London is being London—overcast and rainy and looking dismal, but I will be going south a long way to get to a lot warmer climate, which will be mitigated by the altitude we will be at in Asmara.  So, I am still in transit for the next 36 hours between continents and between major adventure course for the summer, so I will have the luxury of a first class German Hotel Ibis in Frankfurt for the night to regroup and do repairs as I await my GWU students arrival in the morning and we will all leave just after noon.  I now see from looking at the ticket that I will be fling form FRA to Jeddah, a rather regular arrival site for me at an earlier era when I did many Saudi lectures.
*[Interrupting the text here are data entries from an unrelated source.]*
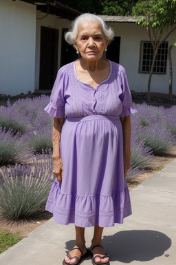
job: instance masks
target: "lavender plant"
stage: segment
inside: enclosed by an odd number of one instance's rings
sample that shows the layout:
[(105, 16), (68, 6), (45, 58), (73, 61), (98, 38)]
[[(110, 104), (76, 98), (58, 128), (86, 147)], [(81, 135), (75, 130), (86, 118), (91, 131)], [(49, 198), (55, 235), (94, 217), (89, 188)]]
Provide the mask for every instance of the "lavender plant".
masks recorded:
[(132, 168), (142, 170), (149, 167), (153, 162), (151, 148), (145, 146), (145, 141), (138, 141), (133, 135), (131, 137), (131, 166)]
[(29, 119), (27, 119), (22, 112), (16, 115), (13, 108), (1, 106), (0, 108), (0, 126), (6, 128), (6, 132), (11, 128), (13, 134), (18, 132), (24, 134), (30, 128), (30, 122)]
[(0, 127), (0, 166), (25, 163), (30, 157), (23, 137), (19, 132), (13, 135), (12, 129), (6, 132), (6, 128)]
[(52, 184), (52, 153), (36, 155), (33, 165), (1, 168), (0, 213), (10, 220), (41, 217)]
[(166, 110), (165, 117), (163, 127), (170, 130), (172, 135), (176, 137), (176, 106)]
[(138, 141), (144, 140), (144, 146), (151, 148), (155, 155), (164, 155), (175, 145), (175, 138), (166, 128), (158, 124), (137, 130)]
[(52, 149), (52, 130), (39, 127), (27, 138), (28, 146), (34, 153), (42, 153), (43, 150)]

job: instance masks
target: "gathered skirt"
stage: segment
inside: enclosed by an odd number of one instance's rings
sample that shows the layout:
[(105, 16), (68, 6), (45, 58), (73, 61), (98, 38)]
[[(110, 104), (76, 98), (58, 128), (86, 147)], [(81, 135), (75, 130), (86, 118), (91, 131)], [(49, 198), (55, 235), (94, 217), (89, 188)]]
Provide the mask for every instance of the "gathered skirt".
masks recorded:
[(46, 204), (55, 222), (109, 227), (131, 214), (119, 117), (67, 117), (60, 155), (63, 179), (55, 180)]

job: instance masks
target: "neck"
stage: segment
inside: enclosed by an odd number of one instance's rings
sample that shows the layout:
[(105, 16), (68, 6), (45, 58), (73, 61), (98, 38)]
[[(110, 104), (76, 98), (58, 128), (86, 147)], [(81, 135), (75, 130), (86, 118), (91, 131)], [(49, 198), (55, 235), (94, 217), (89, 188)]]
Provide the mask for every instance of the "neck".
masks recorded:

It is that flight that goes on to Asmara, where I will be met nearly midnight by Haile Mezghebe who has already been in Eritrea for a few days setting up for our mission.  We will see what evolves in this transit interval, in which I would have expected that I would have been busy catching up with the recording of the experience in the On-Line Journal, but it seems that the long “down time” cooped in the Baku Hotel Elite has allowed me to complete much of that typing so I am coming in to the second adventure “Ship Shape and Bristol fashion”: and we can begin on the new experience as a freestanding “book” of its own.

 

FRANKFURT OVERNIGHT:

HOTEL IBIS, FOR A STAGING AREA FOR ERITREA

 

I am now in the Hotel Ibis in Frankfurt after arriving from London Heathrow in a drizzle more characteristic of London, now in Frankfurt as well.  It was not a user friendly transit, since I had the reservation for the Hotel Ibis and asked to find the place for the courtesy shuttle bus arrival; so that I could get transferred over to the Hotel about three miles form the airport.  I found the punch button phone and it had a code for the Hotel Ibis—so I punched it in.  Unfortunately, the phone system is broken, and others who were waiting advised that I go back to the terminal and get a regular pay phone and put my AmEx card into it.  But, it is unlikely that I would be able to pull this off successfully without German currency or any information on what the access codes or area codes.  Finally I returned to the BA desk and told them of my problems getting access despite having the phone number and reservation number but could not reach them... Neither could they until after the fourth try. 

 

Finally, We got an independent shuttle service to drive me over and to check in at the Hotel which is enough of a hassle that I suspect it may not be easily threaded through by the medical students to make it here after arrival at dawn tomorrow and come for the rendezvous and breakfast so they could get showered up and re-group for a noon takeoff for Asmara Eritrea.  What I see on TV besides the CNN stories such as the 60th anniversary of Hiroshima.  The rest is all very explicit US black rap videos that are probably far to racy for public TV in the US and the lyrics in what passes for English could never be broadcast in any English speaking airwaves.